Já segurei a mão de Hitler
Estou na graça de contemplar auroras e ver pássaros brancos á noite. Era um desejo ser alguém hoje ou amanhã. Mas, minhas revistas e livros de história transfiguravam meu íntimo para outra época.
Em outra idade estava segurando a mão de Hitler quando tudo começou. Segurava forte aquela mão áspera e suja de valores. Olhava profundamente suas pupilas e nada falava. Eu conspirava a negatividade. Por isto estava eu ali diante da autentica genialidade e perversidade humana. Havia rumores de guerra, mas as ideias eram velozes ao ponto de invadirem até o lado mais profundo do córtex cerebral dos seres que o ouviam. Foram desligadas todas as emoções humanas.

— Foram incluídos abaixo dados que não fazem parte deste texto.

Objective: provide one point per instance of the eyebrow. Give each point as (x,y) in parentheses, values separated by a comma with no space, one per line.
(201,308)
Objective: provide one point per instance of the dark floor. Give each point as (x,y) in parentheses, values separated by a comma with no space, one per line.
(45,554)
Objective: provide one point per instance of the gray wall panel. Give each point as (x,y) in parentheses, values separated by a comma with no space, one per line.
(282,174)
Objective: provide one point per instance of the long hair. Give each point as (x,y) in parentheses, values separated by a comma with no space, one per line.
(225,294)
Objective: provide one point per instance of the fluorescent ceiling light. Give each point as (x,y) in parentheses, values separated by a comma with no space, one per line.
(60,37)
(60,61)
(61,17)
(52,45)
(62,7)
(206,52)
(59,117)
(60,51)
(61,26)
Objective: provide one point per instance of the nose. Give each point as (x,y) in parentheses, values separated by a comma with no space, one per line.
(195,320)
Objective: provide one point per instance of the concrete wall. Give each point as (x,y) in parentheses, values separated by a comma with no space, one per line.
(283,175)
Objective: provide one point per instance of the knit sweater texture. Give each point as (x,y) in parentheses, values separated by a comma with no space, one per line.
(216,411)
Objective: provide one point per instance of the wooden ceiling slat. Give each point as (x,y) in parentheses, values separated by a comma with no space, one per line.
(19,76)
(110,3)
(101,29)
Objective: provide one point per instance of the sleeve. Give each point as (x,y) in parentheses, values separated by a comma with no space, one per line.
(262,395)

E todos, como eu, no maior complexo do ser comportavam- se como simples soldados obedientes, ou como apenas fantoches na mão de um (ou não) irresponsável.
Somente algumas doses de álcool eram capazes de me livrar do silencio que estava ampliando se cada vez mais dentro de mim. Bem verdade que o cigarro também me ajudava, mas não podia fazer tal ato estando ao lado de Hitler, já que o mesmo era ex-fumante e repugnava aqueles que fumavam.
Hitler, seu bigode, e o continente europeu sendo dominado. Aquilo acontecia tudo diante do meu olhos, até achava que era meu professor que estava narrando aquilo aos meus ouvidos A história cochilou, sim, talvez aquele instante fosse delimitado como percursor para eternidade.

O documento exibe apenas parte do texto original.